Daniel Craig (2006-2021)

Casino Royale, Quantum Of Solace, Skyfall, Spectre, No Time To Die

And that brings us to Daniel Craig, the current – if not for much longer – incarnation of Bond. More than any torch-passing before, the switch from Pierce Brosnan to Daniel Craig marked a huge shift in the character, one Timothy Dalton would probably have approved of. Finally, all traces of camp were gone. Bond wouldn’t be wisecracking any more. In a post-9/11 world, where we understand trauma better than ever before, Craig’s Bond is serious, brutal, and frequently broken. In Craig’s Bond films, violence is no joke.

“The original Bond was always in turmoil with himself, always questioning,” Craig told Style magazine. “Maybe he got smoother as the books went on.
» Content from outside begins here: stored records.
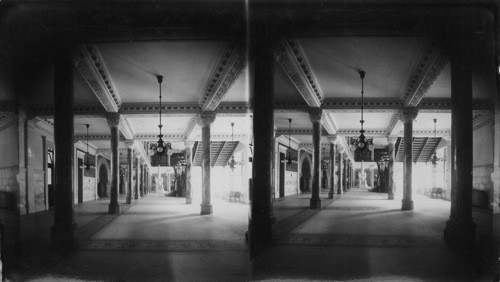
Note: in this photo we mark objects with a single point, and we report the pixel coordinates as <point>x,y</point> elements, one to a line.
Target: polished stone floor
<point>359,236</point>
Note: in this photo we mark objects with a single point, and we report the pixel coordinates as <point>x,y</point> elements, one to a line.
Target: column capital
<point>129,144</point>
<point>206,118</point>
<point>409,114</point>
<point>189,144</point>
<point>113,119</point>
<point>392,139</point>
<point>315,114</point>
<point>332,138</point>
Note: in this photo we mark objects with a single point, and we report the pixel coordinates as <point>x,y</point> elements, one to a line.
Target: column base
<point>260,235</point>
<point>114,209</point>
<point>62,237</point>
<point>460,235</point>
<point>407,205</point>
<point>206,209</point>
<point>315,204</point>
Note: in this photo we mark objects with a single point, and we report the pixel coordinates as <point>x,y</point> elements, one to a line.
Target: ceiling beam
<point>425,72</point>
<point>89,63</point>
<point>292,60</point>
<point>231,64</point>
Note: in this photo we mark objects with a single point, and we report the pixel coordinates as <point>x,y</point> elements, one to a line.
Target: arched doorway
<point>305,176</point>
<point>103,181</point>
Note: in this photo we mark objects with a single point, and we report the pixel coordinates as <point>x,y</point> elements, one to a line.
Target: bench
<point>436,191</point>
<point>233,195</point>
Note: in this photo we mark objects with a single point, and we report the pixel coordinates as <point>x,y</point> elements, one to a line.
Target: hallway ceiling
<point>196,68</point>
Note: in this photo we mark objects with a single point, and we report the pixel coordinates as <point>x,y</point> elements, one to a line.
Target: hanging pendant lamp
<point>88,163</point>
<point>288,159</point>
<point>362,143</point>
<point>160,147</point>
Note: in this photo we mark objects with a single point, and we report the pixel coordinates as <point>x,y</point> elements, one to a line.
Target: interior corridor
<point>356,236</point>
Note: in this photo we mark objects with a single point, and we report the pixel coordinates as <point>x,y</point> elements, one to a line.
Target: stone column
<point>261,73</point>
<point>205,120</point>
<point>64,224</point>
<point>114,125</point>
<point>137,179</point>
<point>390,170</point>
<point>408,116</point>
<point>130,152</point>
<point>460,228</point>
<point>315,116</point>
<point>141,184</point>
<point>187,154</point>
<point>340,188</point>
<point>332,140</point>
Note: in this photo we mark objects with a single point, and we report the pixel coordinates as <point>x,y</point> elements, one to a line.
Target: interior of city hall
<point>249,140</point>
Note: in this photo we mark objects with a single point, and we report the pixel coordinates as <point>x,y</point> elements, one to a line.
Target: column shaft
<point>189,200</point>
<point>62,231</point>
<point>261,69</point>
<point>129,170</point>
<point>332,171</point>
<point>315,114</point>
<point>206,119</point>
<point>390,171</point>
<point>340,189</point>
<point>460,228</point>
<point>113,121</point>
<point>137,180</point>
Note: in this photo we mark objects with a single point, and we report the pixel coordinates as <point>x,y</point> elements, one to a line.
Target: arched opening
<point>103,181</point>
<point>305,176</point>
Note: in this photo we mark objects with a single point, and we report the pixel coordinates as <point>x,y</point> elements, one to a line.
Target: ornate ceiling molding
<point>126,128</point>
<point>89,63</point>
<point>190,127</point>
<point>368,133</point>
<point>292,60</point>
<point>226,72</point>
<point>395,124</point>
<point>7,119</point>
<point>427,69</point>
<point>328,123</point>
<point>482,118</point>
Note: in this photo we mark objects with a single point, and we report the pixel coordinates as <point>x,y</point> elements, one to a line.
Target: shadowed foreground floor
<point>360,236</point>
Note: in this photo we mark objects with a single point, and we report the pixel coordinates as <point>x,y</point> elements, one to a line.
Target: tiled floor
<point>360,236</point>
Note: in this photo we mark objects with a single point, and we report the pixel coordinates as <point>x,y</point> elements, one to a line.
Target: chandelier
<point>160,147</point>
<point>288,159</point>
<point>362,143</point>
<point>88,163</point>
<point>434,158</point>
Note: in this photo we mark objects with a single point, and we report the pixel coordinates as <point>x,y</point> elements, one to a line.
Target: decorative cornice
<point>206,118</point>
<point>226,72</point>
<point>482,118</point>
<point>126,128</point>
<point>8,106</point>
<point>291,58</point>
<point>329,123</point>
<point>408,114</point>
<point>427,69</point>
<point>368,133</point>
<point>190,127</point>
<point>92,68</point>
<point>7,119</point>
<point>395,124</point>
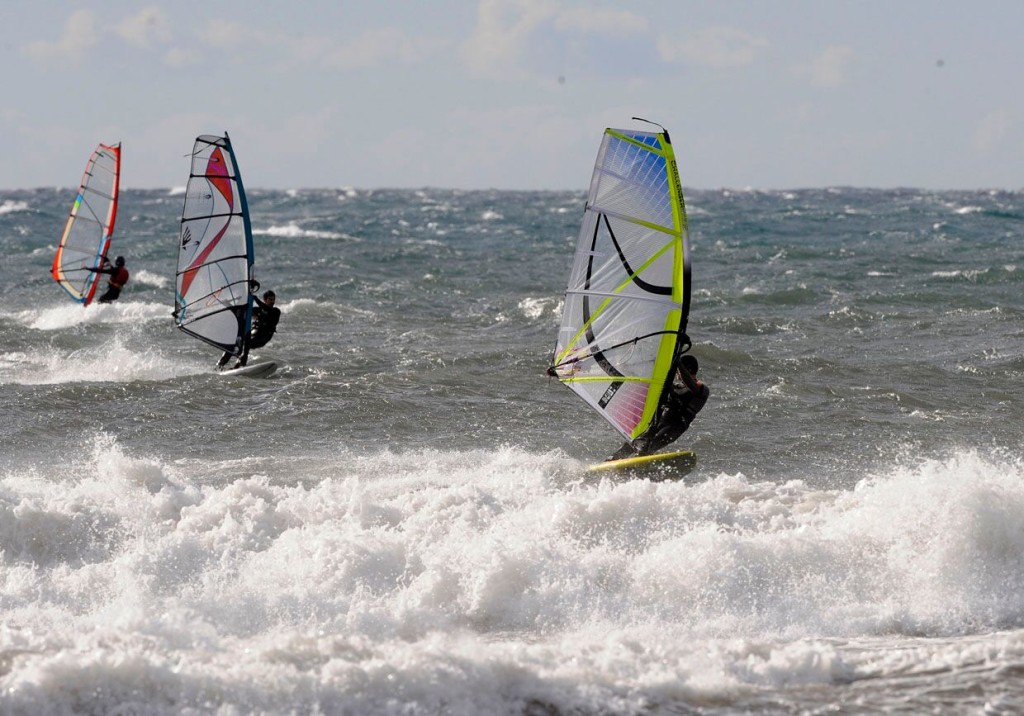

But going back to the beginning, it’s the way I approach my work. I’m aware it’s a Bond movie and will always remain a Bond movie. I’ve just always felt there should be an element of truth or emotion in a movie, so that the audience can hook in.”

His Bond stands up to adversity, even if it means taking a beating; his Bond stands up for what he thinks is right, even if he’s the only one who does. The Daniel Craig era, then, might just have redefined what “a Bond movie” even is.

What comes next? We’ll leave that decision to the producers. In the meantime, we’re just going to look forward to No Time To Die.